Taking inspiration from their heritage and history of the Emerald Isle, Tara Distillery’s Irish style new make whiskey called Poitín runs our gauntlet Taste Test to see just what’s going on with Ireland’s forbidden spirit.

About Tara Distillery

Hailing from the beautiful coastline of the Shoalhaven in New South Wales, Tara Distillery has reignited the embers of a history that once burned brightly in this part of Australia.

Back in the mid-late 1800s, the Shoalhaven had a reputation for high-quality, albeit illegal, whisky. And some 140 years later, Tara is showing that the region still has what it takes to make superb spirit.

However, although this is an Aussie craft distillery through and through, owner-distiller Alarna Doherty has made sure there are plenty of nods to Ireland, not least in the distillery name.

Tara refers to the Irish Kingship of Tara—the highest title in the land over 2000 years ago. And the distillery’s copper pot still is called Gráinne, named after an Irish goddess but also the daughter of one of the high kings of Ireland in the 3rd Century.

To all intents and purposes, this is a distillery with dual nationality.

About the Bottle

Poitín—pronounced /pot-cheen/ is essentially new make whisky. New make comes by many names: moonshine, white dog, hooch, vit hund, depending on where it's made.

But poitín is quintessentially Irish, even though it was illegal there until 1997—and still is in Northern Ireland. Perhaps this illicitness fits well in the Shoalhaven, where bootleg distilling was such a big part of the region back in the day.

It certainly fits with Tara’s name for their Australian poitín: The Exile.

Grain and Process

Traditionally, poitín was made from the same grains you’d use for whisky, but due to costs—especially when it became illegal in 1661—distillers started using anything they could ferment into a beer then distill, often things like corn or potatoes.

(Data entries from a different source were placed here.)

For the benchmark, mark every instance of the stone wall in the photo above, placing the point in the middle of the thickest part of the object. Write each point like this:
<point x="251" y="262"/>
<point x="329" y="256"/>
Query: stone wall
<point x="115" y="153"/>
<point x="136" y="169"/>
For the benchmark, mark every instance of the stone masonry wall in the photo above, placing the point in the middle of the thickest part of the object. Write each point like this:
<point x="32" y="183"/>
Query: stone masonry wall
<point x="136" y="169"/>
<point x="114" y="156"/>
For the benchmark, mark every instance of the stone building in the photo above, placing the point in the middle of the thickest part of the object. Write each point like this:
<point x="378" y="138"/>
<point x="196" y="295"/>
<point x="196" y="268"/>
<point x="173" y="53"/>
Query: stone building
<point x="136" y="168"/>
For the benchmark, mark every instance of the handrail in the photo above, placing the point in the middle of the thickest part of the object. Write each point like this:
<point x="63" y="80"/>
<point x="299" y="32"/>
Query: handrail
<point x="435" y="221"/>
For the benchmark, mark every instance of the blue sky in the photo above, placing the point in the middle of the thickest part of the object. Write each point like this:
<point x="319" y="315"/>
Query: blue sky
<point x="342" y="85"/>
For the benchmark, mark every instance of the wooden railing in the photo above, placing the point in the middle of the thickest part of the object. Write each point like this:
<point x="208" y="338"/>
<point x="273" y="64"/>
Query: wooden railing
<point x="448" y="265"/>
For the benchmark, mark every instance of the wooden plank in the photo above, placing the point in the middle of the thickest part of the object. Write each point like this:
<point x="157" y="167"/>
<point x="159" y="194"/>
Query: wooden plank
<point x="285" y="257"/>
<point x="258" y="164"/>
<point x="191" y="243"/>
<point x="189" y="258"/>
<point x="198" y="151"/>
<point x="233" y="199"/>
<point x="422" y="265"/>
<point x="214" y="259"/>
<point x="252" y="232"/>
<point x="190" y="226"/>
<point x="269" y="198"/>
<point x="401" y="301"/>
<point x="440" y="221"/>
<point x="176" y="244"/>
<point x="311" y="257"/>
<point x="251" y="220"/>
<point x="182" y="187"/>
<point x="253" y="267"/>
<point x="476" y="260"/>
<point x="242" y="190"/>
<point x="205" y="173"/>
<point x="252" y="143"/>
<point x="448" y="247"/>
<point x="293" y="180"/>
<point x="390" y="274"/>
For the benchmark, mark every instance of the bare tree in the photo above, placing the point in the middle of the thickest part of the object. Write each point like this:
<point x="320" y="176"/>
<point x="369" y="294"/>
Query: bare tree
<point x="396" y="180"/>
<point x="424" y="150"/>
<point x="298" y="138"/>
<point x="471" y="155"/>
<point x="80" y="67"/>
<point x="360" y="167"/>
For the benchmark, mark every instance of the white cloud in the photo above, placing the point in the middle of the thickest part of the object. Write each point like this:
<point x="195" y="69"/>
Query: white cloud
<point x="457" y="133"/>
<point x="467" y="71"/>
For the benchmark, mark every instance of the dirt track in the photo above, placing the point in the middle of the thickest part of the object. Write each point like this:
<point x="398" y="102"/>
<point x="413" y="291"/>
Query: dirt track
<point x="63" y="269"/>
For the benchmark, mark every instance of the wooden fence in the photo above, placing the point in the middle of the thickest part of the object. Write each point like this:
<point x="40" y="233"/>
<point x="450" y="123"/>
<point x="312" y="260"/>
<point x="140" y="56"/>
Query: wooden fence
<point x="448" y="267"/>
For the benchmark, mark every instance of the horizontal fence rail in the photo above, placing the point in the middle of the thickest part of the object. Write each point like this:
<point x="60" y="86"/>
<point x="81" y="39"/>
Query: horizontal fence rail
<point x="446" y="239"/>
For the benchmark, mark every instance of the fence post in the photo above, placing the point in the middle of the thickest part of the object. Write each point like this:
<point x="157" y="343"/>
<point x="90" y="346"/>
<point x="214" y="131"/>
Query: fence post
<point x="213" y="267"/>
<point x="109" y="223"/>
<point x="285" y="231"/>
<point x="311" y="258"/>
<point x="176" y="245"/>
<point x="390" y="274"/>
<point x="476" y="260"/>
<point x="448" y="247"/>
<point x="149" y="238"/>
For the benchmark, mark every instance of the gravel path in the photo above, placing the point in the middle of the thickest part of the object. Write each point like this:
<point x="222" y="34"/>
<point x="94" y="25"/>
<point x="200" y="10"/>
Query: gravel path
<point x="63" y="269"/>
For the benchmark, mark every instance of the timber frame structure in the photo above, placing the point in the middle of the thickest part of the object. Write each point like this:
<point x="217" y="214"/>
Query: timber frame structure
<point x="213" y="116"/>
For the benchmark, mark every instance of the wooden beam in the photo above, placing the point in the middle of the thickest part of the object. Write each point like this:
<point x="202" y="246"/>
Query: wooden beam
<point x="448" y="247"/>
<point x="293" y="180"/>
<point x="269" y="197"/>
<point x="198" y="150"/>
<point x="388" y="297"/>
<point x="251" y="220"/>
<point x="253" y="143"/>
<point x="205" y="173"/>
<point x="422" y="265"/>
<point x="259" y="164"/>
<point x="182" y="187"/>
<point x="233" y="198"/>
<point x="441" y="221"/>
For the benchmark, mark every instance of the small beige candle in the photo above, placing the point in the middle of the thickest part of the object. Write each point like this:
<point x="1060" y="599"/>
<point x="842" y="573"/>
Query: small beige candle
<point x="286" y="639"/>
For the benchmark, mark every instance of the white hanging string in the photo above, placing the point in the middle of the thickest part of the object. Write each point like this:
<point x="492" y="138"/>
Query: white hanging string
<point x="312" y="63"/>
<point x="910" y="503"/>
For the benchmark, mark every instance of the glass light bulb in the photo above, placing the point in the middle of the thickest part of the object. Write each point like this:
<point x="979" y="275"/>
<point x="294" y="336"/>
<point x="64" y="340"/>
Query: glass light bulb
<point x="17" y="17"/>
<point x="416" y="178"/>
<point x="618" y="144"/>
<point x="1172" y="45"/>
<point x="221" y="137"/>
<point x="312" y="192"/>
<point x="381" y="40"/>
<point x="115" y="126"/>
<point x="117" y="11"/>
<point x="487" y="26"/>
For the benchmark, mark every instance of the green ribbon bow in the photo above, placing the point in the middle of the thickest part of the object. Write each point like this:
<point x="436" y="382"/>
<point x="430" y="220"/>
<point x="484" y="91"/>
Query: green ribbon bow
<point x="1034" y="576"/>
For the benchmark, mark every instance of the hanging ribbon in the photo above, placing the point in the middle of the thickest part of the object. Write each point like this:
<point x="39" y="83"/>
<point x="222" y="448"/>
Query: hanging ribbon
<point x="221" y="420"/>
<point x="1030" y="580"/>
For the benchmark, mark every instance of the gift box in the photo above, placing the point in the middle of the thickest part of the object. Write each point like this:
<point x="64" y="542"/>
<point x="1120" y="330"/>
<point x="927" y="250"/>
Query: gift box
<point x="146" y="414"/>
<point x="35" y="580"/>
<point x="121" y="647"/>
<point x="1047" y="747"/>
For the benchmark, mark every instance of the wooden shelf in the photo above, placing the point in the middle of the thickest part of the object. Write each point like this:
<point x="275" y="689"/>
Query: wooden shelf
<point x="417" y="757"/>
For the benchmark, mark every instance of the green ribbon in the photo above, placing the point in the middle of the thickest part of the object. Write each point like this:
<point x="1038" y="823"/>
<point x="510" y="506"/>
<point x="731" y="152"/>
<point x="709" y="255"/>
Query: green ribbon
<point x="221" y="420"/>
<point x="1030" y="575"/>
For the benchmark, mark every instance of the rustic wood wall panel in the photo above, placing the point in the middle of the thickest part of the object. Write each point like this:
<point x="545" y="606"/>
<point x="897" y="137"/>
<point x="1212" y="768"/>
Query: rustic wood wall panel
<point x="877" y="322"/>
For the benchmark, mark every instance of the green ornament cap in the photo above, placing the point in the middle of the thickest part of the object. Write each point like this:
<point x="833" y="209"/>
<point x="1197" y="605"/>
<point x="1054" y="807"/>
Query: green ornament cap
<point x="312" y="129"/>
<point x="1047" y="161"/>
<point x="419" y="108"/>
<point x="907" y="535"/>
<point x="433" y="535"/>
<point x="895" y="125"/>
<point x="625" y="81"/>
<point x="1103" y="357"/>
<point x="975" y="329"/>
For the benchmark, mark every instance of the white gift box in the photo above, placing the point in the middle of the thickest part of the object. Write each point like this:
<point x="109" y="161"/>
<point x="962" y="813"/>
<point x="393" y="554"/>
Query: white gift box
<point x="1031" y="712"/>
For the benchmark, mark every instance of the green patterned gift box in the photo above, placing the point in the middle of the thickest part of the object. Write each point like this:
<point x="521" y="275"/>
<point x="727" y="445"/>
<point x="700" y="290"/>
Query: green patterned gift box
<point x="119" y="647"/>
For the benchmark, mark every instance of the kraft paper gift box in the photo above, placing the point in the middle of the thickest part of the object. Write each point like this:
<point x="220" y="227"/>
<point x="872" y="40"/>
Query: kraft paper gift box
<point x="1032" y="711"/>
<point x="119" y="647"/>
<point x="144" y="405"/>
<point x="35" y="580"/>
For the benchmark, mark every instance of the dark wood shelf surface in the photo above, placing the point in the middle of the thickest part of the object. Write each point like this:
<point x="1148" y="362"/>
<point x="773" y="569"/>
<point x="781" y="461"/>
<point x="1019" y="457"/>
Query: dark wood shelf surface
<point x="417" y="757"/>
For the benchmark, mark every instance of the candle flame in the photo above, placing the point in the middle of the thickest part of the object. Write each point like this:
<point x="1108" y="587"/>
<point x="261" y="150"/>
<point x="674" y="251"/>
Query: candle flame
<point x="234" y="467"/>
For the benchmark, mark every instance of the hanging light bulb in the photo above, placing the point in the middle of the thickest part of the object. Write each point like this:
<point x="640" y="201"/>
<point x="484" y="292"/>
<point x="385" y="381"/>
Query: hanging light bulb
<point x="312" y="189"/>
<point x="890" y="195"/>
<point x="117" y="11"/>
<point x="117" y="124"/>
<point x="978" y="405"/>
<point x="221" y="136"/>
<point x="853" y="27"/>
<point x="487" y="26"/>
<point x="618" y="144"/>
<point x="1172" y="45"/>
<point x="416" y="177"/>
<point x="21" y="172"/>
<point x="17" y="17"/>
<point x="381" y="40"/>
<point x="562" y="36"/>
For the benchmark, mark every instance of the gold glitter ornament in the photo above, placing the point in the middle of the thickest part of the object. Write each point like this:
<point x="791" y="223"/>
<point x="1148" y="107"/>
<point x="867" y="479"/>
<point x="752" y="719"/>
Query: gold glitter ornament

Tara uses local oats and barley from NSW for their poitín, which creates more texture and flavour. This is a different grain bill to the Irish style whiskey they also make.

Following Irish whiskey tradition, Tara triple distills its whiskey and poitín, which removes a lot more impurities than Scottish whisky for example, which is usually only double distilled. The result is a smoother, mellower easier-drinking spirit.

Tasting Notes

This clear, bright-eyed youngster shines from its bottle, all keen and eager.

Firm whiskey notes on the nose with a musty oatiness that leads to a sweet finish. In spite of its high ABV (50%), there’s no burn in the nostrils even when you get close to this spirit.

To taste, you find sweet bready oats on the first sip, that lead to flavours of a spiced apple and cherry pie, complete with its pastry base, and a long enjoyable finish.

But most of all you’re struck by how smooth and silky the texture of this spirit is.

Serving Suggestions

Tara Distillery’s The Exile is so smooth. Indeed, it’s been made to drink neat or on the rocks or with a drop of water to open flavours up, though you can also use it in cocktails.

New make, including poitín, is often seen as the purest form of the distiller’s skills and a rare insight into the distillery.

There’s no ageing or oak for them to hide behind, flavours haven’t been concentrated by the evaporation or ‘angels’ share’, it’s just pure whisky off the still, blended with enough water to bring the spirit down to the correct ABV.

That said, new make isn’t as easily appreciated as aged whisky and is often only ‘an industry thing’ which is a great shame.

There are a number of cocktails that work so well with new make—especially when you’re looking for a bolder flavour than what you’d get from other white spirits like gin or vodka. It also works as a replacement for white rum.

Our favourites for new make are a bloody Mary, swapping out the vodka, a mojito with new make instead of rum or even a new-make boulevardier.

I’m also looking forward to trying The Exile in a caffe corretto—an espresso served with a shot of spirit.